# swapping out the stock radio



## The Black Mongoose (Oct 16, 2012)

newb here. just got my gto (2006) and one thing that has to happen is swapping out that stock radio. is there anything i need to know about swapping it. for example, i know on some cars, a lot of its system go through the radio, is that the same case here?? i know i have to pull the stock radio and keep it just incase. anything else i should know before i start.


----------



## Bug Splat (May 23, 2013)

1st, you will need an antenna adapter for after market radios. Also, the antenna booster needs a 12v power source or you reception will be very poor. Use the remote/accessory power line in the A5 port.....


----------



## theGOATfather (May 5, 2013)

This thread is 7 months old bug splat. He probably has his new head unit in by now lol. Just sayin....


----------



## Bug Splat (May 23, 2013)

sorry, I had no idea it was that old or I would not have posted. My bad


----------



## HP11 (Apr 11, 2009)

The date is right on top of each post.....in red. js


----------



## Torrid MN (May 30, 2013)

Well, I for one appreciate Bug Splat posted 7 months after the OP! It's now almost exactly a year after he did, and I needed his info today!

IMO, people on this site are way too concerned about extraneous posts!
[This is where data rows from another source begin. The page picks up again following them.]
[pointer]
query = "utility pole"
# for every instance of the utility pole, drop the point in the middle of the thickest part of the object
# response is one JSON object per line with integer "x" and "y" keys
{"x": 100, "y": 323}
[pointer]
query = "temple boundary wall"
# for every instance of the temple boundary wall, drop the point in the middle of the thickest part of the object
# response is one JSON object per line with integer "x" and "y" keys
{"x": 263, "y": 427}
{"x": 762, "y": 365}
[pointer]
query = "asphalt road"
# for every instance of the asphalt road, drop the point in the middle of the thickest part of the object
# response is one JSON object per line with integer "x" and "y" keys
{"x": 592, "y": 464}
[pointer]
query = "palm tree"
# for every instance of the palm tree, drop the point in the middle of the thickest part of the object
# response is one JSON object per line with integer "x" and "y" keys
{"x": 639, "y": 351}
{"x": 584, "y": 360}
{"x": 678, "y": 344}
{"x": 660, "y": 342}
There's a good chance that they aren't extraneous at all... Let the information flow! 


Sent from AutoGuide.com App


----------



## gtiplus (Feb 6, 2014)

Torrid said:


> Well, I for one appreciate Bug Splat posted 7 months after the OP! It's now almost exactly a year after he did, and I needed his info today!
> 
> IMO, people on this site are way too concerned about extraneous posts! There's a good chance that they aren't extraneous at all... Let the information flow!
> 
> ...


Good point. i have the same questions. I just ordered an aftermarket unit and have the same concerns about the security system and things like that running through the oem unit. hopefully i can find more post on this topic. This was the firs one that i came to.


----------